Menanggapi hal tersebut, Wali Kota Cirebon, Effendi Edo, menyatakan bahwa pihaknya akan segera melakukan kajian mendalam terhadap usulan ini. “Kami nanti kaji lagi. Kita lihat aturannya seperti apa dan bagaimana,” ujar Effendi Edo di Cirebon, Minggu, 17 Agustus 2025. Ia menambahkan bahwa penetapan tarif PBB di Kota Cirebon saat ini masih didasarkan pada Peraturan Daerah (Perda) Nomor 1 Tahun 2024 tentang Pajak Daerah dan Retribusi Daerah (PDRD), sebuah regulasi yang diakui menimbulkan keberatan di sebagian kalangan masyarakat.
Sebagai wujud nyata komitmen untuk meringankan beban wajib pajak, Pemerintah Kota Cirebon sebelumnya telah memberlakukan diskon pembayaran PBB sebesar 50 persen. Diskon signifikan ini berlaku hingga akhir tahun 2025 tanpa persyaratan khusus, ditujukan bagi seluruh warga Kota Cirebon yang belum menunaikan kewajiban pajaknya. “Diskonnya berlaku sampai dengan akhir tahun ini. Tidak ada syarat khusus. Ayo manfaatkan kesempatan ini,” tegas Edo, mendorong masyarakat untuk memanfaatkan peluang keringanan pajak ini.

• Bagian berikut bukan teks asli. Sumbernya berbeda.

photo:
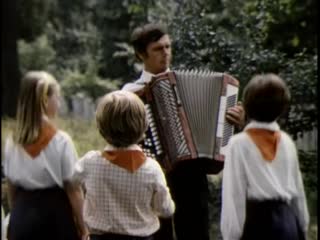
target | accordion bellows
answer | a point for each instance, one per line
(186, 112)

Wali Kota Edo bahkan mengklaim bahwa dengan adanya potongan PBB sebesar 50 persen tersebut, nilai PBB yang dibayarkan masyarakat pada tahun 2024 justru lebih rendah dibandingkan tahun sebelumnya, 2023. Oleh karena itu, evaluasi menyeluruh terhadap kebijakan tarif PBB terus digencarkan guna menemukan solusi terbaik agar masyarakat tidak lagi merasa terbebani dengan pembayaran pajak sektor ini. Ia mengungkapkan bahwa diskusi mengenai potensi perubahan kebijakan sebenarnya sudah dimulai beberapa bulan lalu, jauh sebelum keluhan masyarakat mencuat. “Kami lagi merumuskan bersama DPRD apakah tahun depan akan menggunakan standardisasi pajak yang flat atau seperti apa. Mudah-mudahan masyarakat merasa nyaman,” imbuh Effendi Edo, mengisyaratkan adanya kemungkinan reformasi tarif PBB di masa mendatang.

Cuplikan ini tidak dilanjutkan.